NUCA was created to educate, connect, and empower people living with UC and their caregivers. A big part of that is providing tools, programs, and resources that will support and benefit the UC community. NUCA works to remove stigmas about UC and promote awareness and understanding of the disease amongst the public, using patient- and caregiver-inspired initiatives to deliver maximum benefit to the community.
At NUCA, we are a team of dreamers and thinkers, so the list of ideas for programming at HQ is miles long. There is so much that we want to do to help make a difference. But in the interest of being realistic, we’ve culled it down into a set of more realistic goals for the next few years. Here are some of the projects that NUCA is poised to create in concert with the UC community:
NUCA.life is ready to become the one-stop shop for all things UC! Educational and lifestyle content will be tailored to each visitor (patient or caregiver), their current life stage, and disease state (such as being newly diagnosed, having an established diagnosis, or living post-surgery). We’re proud to take patients’ feedback and perspective as we continue to build this resource to be exactly what it needs to be for each person who uses it.
UC is a complicated condition and staying up-to-date takes effort, and not everybody wants to sit down and read a medical text cover to cover. For this reason, NUCA will provide information about the disease in a variety of formats to connect with patients and caregivers in the way that best suits them, including webcasts, podcasts, webinars, and videos. We strive to stay true to our mission of meeting people where they are and providing the support they need in the way they want to receive it.
Patients and caregivers need support in different ways and for a variety of reasons. If you’re a keyboard warrior, NUCA will provide chat rooms and forums. If you prefer to talk face-to-face, we are planning in-person support sessions in locations around the country. Perhaps you’d like to be matched up with a one-on-one connection in the community to chat—we can do that too. People want to receive support in different ways, and we understand and embrace that.
When patients connect, great things happen. NUCA plans to bring the UC community together with virtual summits that will help patients not only learn about the disease and get updates on progress and pipelines, but also create new relationships that will fortify them on their journey.
Weekend RetreatOne thing that we consistently hear from our friends in the UC community is that having the opportunity to spend time with people who inherently understand your condition and can relate without any explanation can be life-changing. An annual retreat provides an opportunity for patients and caregivers to have a respite from the daily concerns of UC but also to take part in educational programs, expert forums, and social activities.
Mobile AppsIs your phone within reach? Almost always, right? We want to be that accessible to you. A NUCA mobile application created specifically for people living with UC and their caregivers is an opportunity to help patients capture not only information about their symptoms, but also sleep, nutrition, and mental health. Other offerings within the app may include practical resources such as a bathroom finder, fitness tracker, and a meditation program.
Living with UC is expensive. In the interest of assisting people with UC in their everyday lives, NUCA will seek to provide financial assistance for UC-related costs such as transportation to physician appointments, child care, and participation in programs that promote overall wellness.
College is expensive, too! But it should be an attainable goal for those who want to attend, and NUCA will seek to establish a scholarship program to help those living with UC to attend an accredited university in the United States to help defray some of those costs.
Mental Health Resources
One of the biggest gaps in support for UC patients is centered around emotional well-being and mental health, from anxiety and stress, to body image issues, to depression and isolation, we consistently hear that patients want more in the way of resources.
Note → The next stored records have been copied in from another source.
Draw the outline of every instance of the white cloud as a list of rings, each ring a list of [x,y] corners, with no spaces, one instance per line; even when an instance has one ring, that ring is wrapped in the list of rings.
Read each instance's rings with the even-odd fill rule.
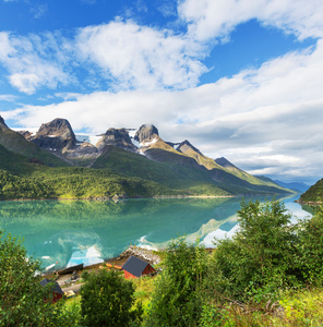
[[[225,40],[237,25],[252,19],[299,39],[323,36],[321,0],[184,0],[178,11],[189,24],[189,34],[204,41]]]
[[[1,94],[0,95],[0,101],[12,102],[14,100],[16,100],[16,96],[14,96],[12,94]]]
[[[115,89],[187,88],[206,71],[201,46],[131,21],[85,27],[76,44],[81,60],[94,62]]]
[[[34,14],[34,19],[36,20],[41,19],[47,11],[48,11],[47,3],[38,4],[31,9],[31,12]]]

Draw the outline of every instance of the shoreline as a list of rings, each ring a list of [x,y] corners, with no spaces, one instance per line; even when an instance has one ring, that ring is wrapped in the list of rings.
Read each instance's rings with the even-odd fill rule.
[[[286,193],[289,195],[292,195],[290,193]],[[97,202],[104,202],[104,201],[123,201],[123,199],[142,199],[142,198],[234,198],[234,197],[251,197],[251,196],[277,196],[280,195],[280,193],[259,193],[259,194],[231,194],[231,195],[154,195],[154,196],[134,196],[134,197],[129,197],[129,196],[119,196],[119,195],[115,195],[112,197],[110,196],[91,196],[91,197],[43,197],[43,198],[25,198],[25,197],[21,197],[21,198],[1,198],[0,202],[4,202],[4,201],[13,201],[13,202],[25,202],[25,201],[97,201]],[[295,202],[297,203],[301,203],[299,202],[300,199],[296,199]],[[320,202],[318,203],[320,204]]]
[[[296,199],[295,201],[298,204],[309,205],[309,206],[320,206],[322,205],[322,201],[302,201],[302,199]]]

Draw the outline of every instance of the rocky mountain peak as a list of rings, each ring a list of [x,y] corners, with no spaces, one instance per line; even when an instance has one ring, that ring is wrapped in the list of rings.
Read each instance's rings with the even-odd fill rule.
[[[134,141],[143,143],[144,141],[152,140],[154,135],[159,136],[158,130],[153,124],[143,124],[136,131]]]
[[[231,164],[229,160],[226,158],[217,158],[214,160],[217,165],[224,167],[224,168],[237,168],[234,164]],[[238,169],[238,168],[237,168]]]
[[[1,129],[9,129],[8,126],[7,126],[7,124],[5,124],[5,122],[4,122],[4,119],[0,116],[0,128]]]
[[[64,152],[76,145],[76,137],[71,124],[62,118],[41,124],[31,141],[41,148],[55,152]]]
[[[41,124],[36,136],[56,136],[62,140],[69,138],[76,142],[76,137],[70,122],[62,118],[56,118],[48,123]]]
[[[196,147],[194,147],[188,140],[180,143],[177,146],[177,150],[179,150],[183,154],[186,154],[189,150],[193,150],[193,152],[198,153],[199,155],[203,156],[203,154]]]
[[[109,129],[96,144],[96,147],[101,150],[106,145],[135,150],[135,146],[132,144],[127,129]]]

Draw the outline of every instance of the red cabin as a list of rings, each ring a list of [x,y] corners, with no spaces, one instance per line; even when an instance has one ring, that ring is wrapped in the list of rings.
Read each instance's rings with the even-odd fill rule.
[[[56,303],[57,301],[59,301],[64,292],[61,290],[60,286],[56,282],[56,281],[51,281],[47,278],[43,279],[40,282],[39,282],[43,287],[46,287],[48,283],[51,284],[50,289],[51,289],[51,292],[52,292],[52,299],[51,299],[51,303]],[[48,300],[45,300],[46,302]]]
[[[137,278],[144,275],[149,275],[156,272],[156,270],[146,262],[135,257],[130,256],[130,258],[122,266],[124,278]]]

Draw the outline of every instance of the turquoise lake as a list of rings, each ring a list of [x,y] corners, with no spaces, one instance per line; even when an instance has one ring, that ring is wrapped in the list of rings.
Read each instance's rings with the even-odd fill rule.
[[[294,202],[297,198],[280,201],[295,217],[310,217]],[[241,197],[0,202],[0,229],[23,237],[28,254],[40,258],[44,268],[60,269],[118,256],[130,244],[165,249],[180,235],[213,246],[214,237],[230,237],[237,229],[240,202]]]

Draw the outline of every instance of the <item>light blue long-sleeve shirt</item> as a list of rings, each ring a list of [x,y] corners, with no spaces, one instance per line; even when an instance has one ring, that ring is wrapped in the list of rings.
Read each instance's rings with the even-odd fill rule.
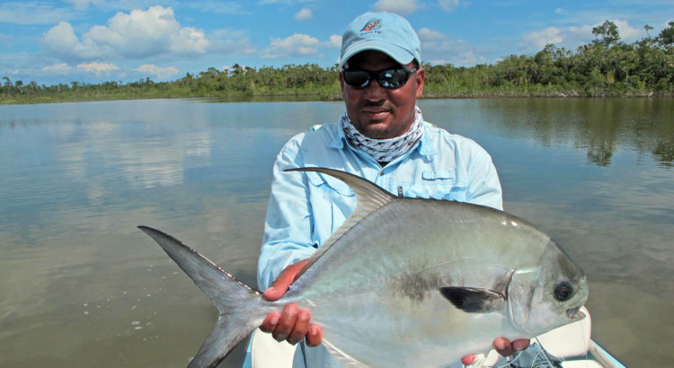
[[[353,191],[339,180],[316,172],[283,171],[298,167],[350,172],[396,196],[502,209],[492,158],[468,138],[426,124],[419,144],[382,168],[347,143],[340,124],[323,126],[295,136],[277,156],[258,260],[261,290],[286,267],[311,256],[356,207]]]

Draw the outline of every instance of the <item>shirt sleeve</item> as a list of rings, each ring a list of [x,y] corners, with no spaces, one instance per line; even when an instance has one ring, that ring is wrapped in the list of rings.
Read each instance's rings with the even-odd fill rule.
[[[297,137],[296,137],[297,138]],[[312,241],[312,207],[306,193],[306,175],[284,172],[304,166],[298,139],[292,139],[277,156],[271,192],[264,222],[264,236],[258,258],[260,290],[271,285],[288,266],[305,259],[316,250]]]
[[[503,192],[492,157],[483,152],[468,168],[471,178],[466,201],[503,210]]]

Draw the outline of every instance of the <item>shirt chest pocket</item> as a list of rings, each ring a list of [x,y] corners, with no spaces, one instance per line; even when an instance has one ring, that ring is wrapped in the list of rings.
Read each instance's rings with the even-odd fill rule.
[[[414,181],[395,181],[398,194],[406,197],[448,199],[466,202],[468,180],[457,179],[453,170],[424,171]]]

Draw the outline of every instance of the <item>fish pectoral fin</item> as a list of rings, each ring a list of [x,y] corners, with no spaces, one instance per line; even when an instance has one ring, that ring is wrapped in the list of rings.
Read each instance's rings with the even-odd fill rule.
[[[490,289],[445,286],[439,292],[455,307],[468,313],[489,313],[505,308],[505,296]]]

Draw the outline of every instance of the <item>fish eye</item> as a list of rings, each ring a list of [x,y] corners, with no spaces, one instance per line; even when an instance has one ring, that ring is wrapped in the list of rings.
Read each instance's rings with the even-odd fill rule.
[[[566,281],[554,285],[553,295],[558,302],[566,302],[573,296],[573,286]]]

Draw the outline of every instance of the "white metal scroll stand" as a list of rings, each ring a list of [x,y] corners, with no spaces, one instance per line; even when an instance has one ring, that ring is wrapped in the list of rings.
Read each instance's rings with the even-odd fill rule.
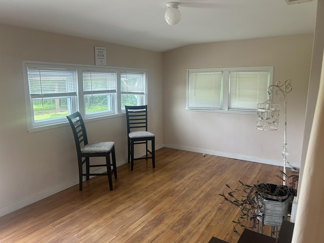
[[[280,100],[284,101],[284,110],[285,116],[285,124],[284,125],[284,149],[281,152],[284,158],[284,185],[286,185],[286,164],[287,163],[287,157],[288,156],[288,150],[287,149],[287,94],[290,92],[293,89],[292,87],[292,80],[291,79],[286,80],[282,85],[280,81],[277,82],[275,85],[270,85],[268,88],[268,93],[271,95],[274,89],[276,90],[275,94],[277,95],[280,95]]]

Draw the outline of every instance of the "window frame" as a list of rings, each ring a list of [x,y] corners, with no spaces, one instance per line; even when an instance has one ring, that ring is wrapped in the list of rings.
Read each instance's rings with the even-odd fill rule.
[[[230,92],[230,74],[231,72],[253,72],[253,71],[267,71],[268,72],[268,83],[267,89],[264,91],[266,97],[267,97],[267,88],[273,83],[273,66],[260,66],[260,67],[228,67],[228,68],[189,68],[187,69],[187,90],[186,90],[186,110],[193,111],[204,111],[212,112],[230,113],[236,114],[255,114],[257,113],[257,105],[256,104],[255,110],[251,109],[230,109],[229,108],[229,92]],[[222,72],[222,77],[221,85],[221,100],[219,109],[215,108],[189,108],[189,93],[190,86],[190,75],[192,72]],[[266,98],[264,102],[266,100]]]
[[[71,108],[72,113],[78,111],[84,117],[85,120],[91,119],[92,120],[100,120],[109,118],[116,116],[125,115],[125,109],[120,107],[121,105],[121,88],[120,88],[120,73],[123,72],[143,73],[145,76],[145,94],[143,102],[145,105],[147,104],[147,76],[148,70],[144,68],[125,68],[120,67],[112,67],[108,66],[98,66],[90,65],[82,65],[70,63],[62,63],[56,62],[48,62],[40,61],[23,61],[23,77],[25,91],[25,103],[26,106],[27,116],[27,130],[29,133],[42,131],[46,129],[60,127],[66,126],[68,122],[66,117],[61,117],[59,119],[46,119],[44,122],[35,123],[33,120],[34,114],[32,109],[32,101],[30,98],[29,92],[29,84],[27,68],[34,67],[35,68],[69,69],[75,70],[76,76],[76,96],[72,101],[73,106]],[[114,106],[114,113],[98,112],[95,114],[86,114],[85,97],[83,88],[83,72],[115,72],[116,76],[116,93],[115,99],[112,101],[112,105]],[[87,94],[89,92],[86,92]],[[100,92],[98,92],[100,93]],[[109,95],[109,94],[108,94]]]

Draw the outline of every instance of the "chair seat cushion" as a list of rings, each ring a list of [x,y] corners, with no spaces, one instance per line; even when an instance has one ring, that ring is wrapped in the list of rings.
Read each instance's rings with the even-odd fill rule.
[[[82,153],[109,152],[115,145],[114,142],[102,142],[101,143],[90,143],[81,149]]]
[[[154,136],[152,133],[145,131],[132,132],[128,134],[128,136],[130,138],[149,138]]]

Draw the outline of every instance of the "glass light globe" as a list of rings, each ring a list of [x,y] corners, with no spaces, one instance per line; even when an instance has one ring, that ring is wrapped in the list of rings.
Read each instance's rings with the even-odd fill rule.
[[[180,21],[181,14],[178,8],[169,8],[166,11],[165,15],[166,21],[170,25],[177,24]]]

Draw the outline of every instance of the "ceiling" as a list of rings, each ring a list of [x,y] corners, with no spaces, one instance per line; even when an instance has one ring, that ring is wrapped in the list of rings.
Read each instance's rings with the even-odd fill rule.
[[[317,0],[0,0],[0,23],[164,52],[191,44],[314,33]]]

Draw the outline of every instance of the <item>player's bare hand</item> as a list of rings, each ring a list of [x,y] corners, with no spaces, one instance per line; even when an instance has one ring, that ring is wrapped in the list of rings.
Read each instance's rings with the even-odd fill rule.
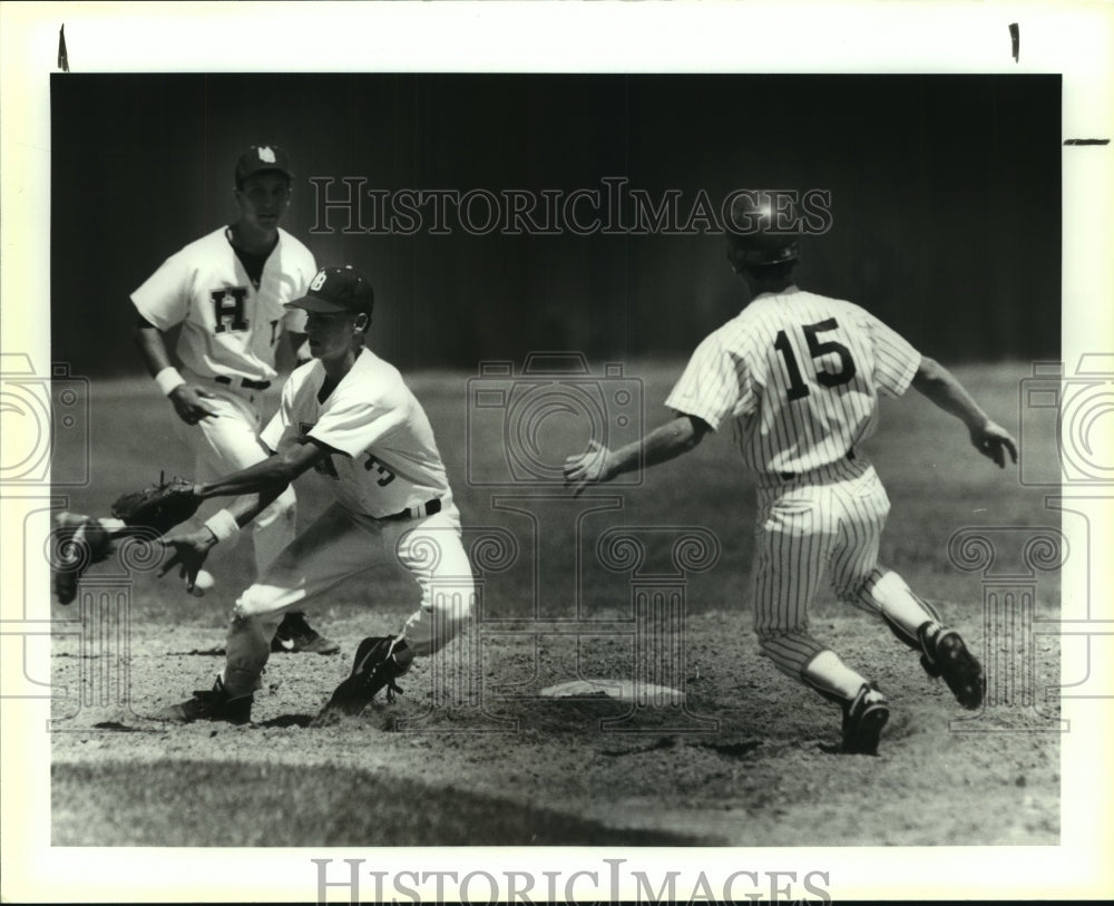
[[[178,575],[186,581],[186,591],[193,593],[197,573],[216,544],[216,537],[207,528],[199,528],[185,535],[167,535],[159,540],[172,554],[163,563],[158,577],[162,578],[177,566]]]
[[[216,397],[203,387],[190,387],[183,383],[170,391],[174,411],[186,425],[196,425],[203,418],[212,418],[216,415],[212,407],[205,402],[206,399],[216,399]]]
[[[971,428],[971,444],[983,456],[997,462],[999,469],[1006,467],[1007,450],[1010,460],[1017,461],[1017,441],[1014,440],[1009,431],[994,421],[987,421],[985,425]]]
[[[561,471],[565,487],[571,488],[573,496],[578,497],[588,485],[610,481],[615,477],[612,451],[595,439],[589,440],[588,449],[568,457]]]

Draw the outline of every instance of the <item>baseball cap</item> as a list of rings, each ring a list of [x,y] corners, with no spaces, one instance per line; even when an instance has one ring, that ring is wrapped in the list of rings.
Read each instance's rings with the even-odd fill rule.
[[[236,160],[236,185],[241,185],[248,176],[265,171],[277,171],[287,178],[294,176],[290,166],[290,155],[277,145],[252,145]]]
[[[310,289],[301,299],[287,302],[289,309],[333,314],[335,312],[367,312],[371,314],[375,293],[371,283],[351,264],[343,267],[322,267]]]

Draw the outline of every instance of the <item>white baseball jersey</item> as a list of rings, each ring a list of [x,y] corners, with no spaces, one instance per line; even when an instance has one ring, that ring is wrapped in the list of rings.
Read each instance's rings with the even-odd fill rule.
[[[879,392],[903,393],[919,364],[869,312],[792,286],[756,296],[707,337],[666,400],[715,429],[732,420],[760,479],[751,591],[762,653],[825,693],[842,694],[805,672],[824,651],[809,633],[824,573],[842,600],[873,613],[890,586],[905,587],[900,577],[883,582],[896,574],[878,566],[886,490],[861,455],[848,455],[873,432]]]
[[[362,349],[321,402],[324,380],[317,360],[295,369],[260,439],[277,452],[306,437],[336,450],[317,471],[330,479],[338,503],[353,513],[382,518],[434,498],[448,503],[433,429],[394,366]]]
[[[283,329],[305,330],[305,312],[283,304],[315,273],[310,250],[280,228],[256,289],[222,226],[170,255],[131,301],[159,330],[182,324],[175,351],[196,374],[270,381]]]
[[[870,312],[795,286],[762,293],[697,347],[666,406],[719,429],[765,475],[837,462],[873,433],[879,391],[901,396],[920,353]]]

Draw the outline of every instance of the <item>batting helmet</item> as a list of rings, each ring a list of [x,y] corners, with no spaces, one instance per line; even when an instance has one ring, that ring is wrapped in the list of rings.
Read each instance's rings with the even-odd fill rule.
[[[737,267],[797,261],[800,217],[786,193],[740,192],[731,202],[727,257]]]

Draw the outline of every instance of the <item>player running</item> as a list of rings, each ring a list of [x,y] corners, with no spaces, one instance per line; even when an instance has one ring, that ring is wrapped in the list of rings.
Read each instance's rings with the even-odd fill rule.
[[[276,145],[255,145],[236,162],[240,216],[168,257],[131,294],[138,313],[135,341],[144,364],[174,407],[175,433],[194,454],[194,477],[215,478],[266,458],[260,445],[262,393],[277,378],[275,351],[285,332],[295,353],[305,340],[305,313],[284,303],[305,293],[316,270],[313,255],[280,226],[290,206],[293,171]],[[180,325],[175,368],[164,334]],[[305,357],[306,359],[309,357]],[[256,573],[262,574],[294,537],[294,490],[287,488],[255,520]],[[99,540],[99,528],[119,535],[113,520],[61,514],[65,540]],[[94,549],[94,559],[105,551]],[[80,571],[55,573],[55,592],[74,600]],[[287,613],[275,651],[334,654],[301,613]]]
[[[187,585],[212,547],[314,469],[335,496],[236,601],[225,668],[212,690],[165,710],[172,721],[246,723],[282,614],[316,603],[373,565],[373,547],[394,554],[421,588],[421,605],[393,637],[364,639],[352,674],[325,712],[359,713],[383,686],[395,689],[416,656],[447,644],[470,616],[473,582],[460,517],[426,412],[398,370],[364,348],[374,296],[352,267],[317,272],[287,308],[309,313],[314,361],[294,370],[278,412],[261,433],[273,452],[251,468],[197,485],[201,498],[233,496],[197,532],[168,536],[162,574],[180,565]]]
[[[746,196],[733,204],[733,224],[760,224],[729,237],[729,260],[751,301],[693,353],[665,401],[675,418],[622,449],[592,441],[565,461],[565,481],[579,494],[643,459],[652,466],[687,452],[731,423],[758,476],[752,595],[761,651],[839,703],[843,752],[876,754],[886,696],[809,632],[809,604],[825,572],[842,601],[880,616],[964,708],[979,708],[985,689],[959,634],[878,563],[890,504],[860,449],[877,425],[878,396],[901,396],[911,384],[962,420],[976,449],[999,467],[1006,450],[1017,461],[1017,448],[941,364],[858,305],[798,289],[797,237],[770,233],[771,221],[769,204]]]

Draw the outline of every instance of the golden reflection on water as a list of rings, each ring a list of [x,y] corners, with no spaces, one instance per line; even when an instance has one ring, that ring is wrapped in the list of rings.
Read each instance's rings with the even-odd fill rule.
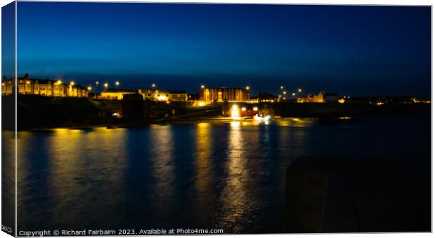
[[[46,156],[54,224],[72,224],[70,219],[105,225],[113,206],[121,203],[126,168],[126,129],[96,128],[91,131],[56,129],[46,137]],[[111,196],[111,194],[117,196]],[[86,198],[77,203],[77,198]],[[94,213],[86,213],[93,208]],[[96,213],[96,209],[98,212]],[[84,211],[85,211],[84,213]],[[68,215],[65,215],[68,212]],[[116,219],[116,218],[114,217]]]
[[[218,223],[219,225],[232,230],[226,230],[228,232],[241,232],[243,224],[247,223],[247,214],[253,211],[257,203],[252,199],[255,196],[253,196],[254,190],[250,191],[250,188],[253,185],[253,181],[251,181],[252,178],[248,165],[247,138],[243,137],[242,127],[239,122],[231,123],[229,133],[228,161],[224,165],[227,175],[220,197],[223,214],[219,218]]]
[[[211,189],[212,169],[212,126],[209,123],[198,123],[196,130],[197,154],[195,156],[196,178],[195,189],[199,194],[199,199],[205,198]]]
[[[214,179],[212,154],[212,126],[210,123],[198,123],[195,133],[195,178],[194,189],[196,192],[195,209],[205,215],[203,220],[210,221],[214,216],[213,191]]]
[[[166,209],[170,213],[174,197],[174,137],[170,125],[150,126],[150,158],[153,163],[153,176],[155,180],[153,193],[155,207]],[[167,215],[167,214],[166,214]]]

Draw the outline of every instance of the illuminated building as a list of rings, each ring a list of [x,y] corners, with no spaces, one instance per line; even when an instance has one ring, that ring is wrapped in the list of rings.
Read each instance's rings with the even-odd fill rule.
[[[100,94],[100,99],[105,100],[122,100],[124,95],[133,94],[137,92],[137,90],[133,89],[108,89],[103,90]]]
[[[185,91],[159,91],[108,89],[103,91],[100,99],[105,100],[122,100],[126,94],[139,94],[144,100],[157,101],[186,101],[188,93]]]
[[[210,101],[247,101],[250,91],[241,88],[203,88],[200,91],[200,100]]]
[[[299,103],[338,103],[338,94],[335,93],[320,92],[316,95],[302,96],[298,98]]]
[[[1,82],[1,94],[12,94],[14,80]],[[17,89],[19,94],[41,95],[46,96],[87,97],[88,90],[79,85],[66,84],[60,80],[33,80],[28,77],[18,78]]]
[[[144,99],[158,101],[186,101],[188,93],[186,91],[139,90]]]

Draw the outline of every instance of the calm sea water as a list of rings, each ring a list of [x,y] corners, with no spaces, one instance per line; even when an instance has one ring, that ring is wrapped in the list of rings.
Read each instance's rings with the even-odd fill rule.
[[[299,156],[430,166],[430,125],[410,116],[20,132],[18,230],[281,232],[286,169]]]

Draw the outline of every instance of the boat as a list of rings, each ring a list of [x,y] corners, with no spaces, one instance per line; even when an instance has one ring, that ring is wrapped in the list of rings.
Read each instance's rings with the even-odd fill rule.
[[[253,120],[255,122],[257,122],[257,123],[268,123],[271,120],[271,115],[259,115],[258,114],[256,114],[253,117]]]

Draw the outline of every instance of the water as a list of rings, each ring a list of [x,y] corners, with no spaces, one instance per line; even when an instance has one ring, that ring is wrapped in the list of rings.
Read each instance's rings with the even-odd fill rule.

Wellness includes coping with the emotional aspects of living with UC, and NUCA will develop a program that includes mental health professionals who will be available to assist patients across the country through telehealth appointments.
NUCA was founded on the premise of support the whole patient at whatever disease state they are in, and these diverse initiatives aim to support that. Achieving funding and assistance in creating these programs for the UC community may improve the lives of people living with UC, helping them to accomplish not only their treatment objectives but also their career and life goals. Breaking down the stigma around UC through educational outreach to patients, caregivers, and the public is within reach and will help patients to be better understood by their friends, coworkers, and loved ones, which is what we are all about.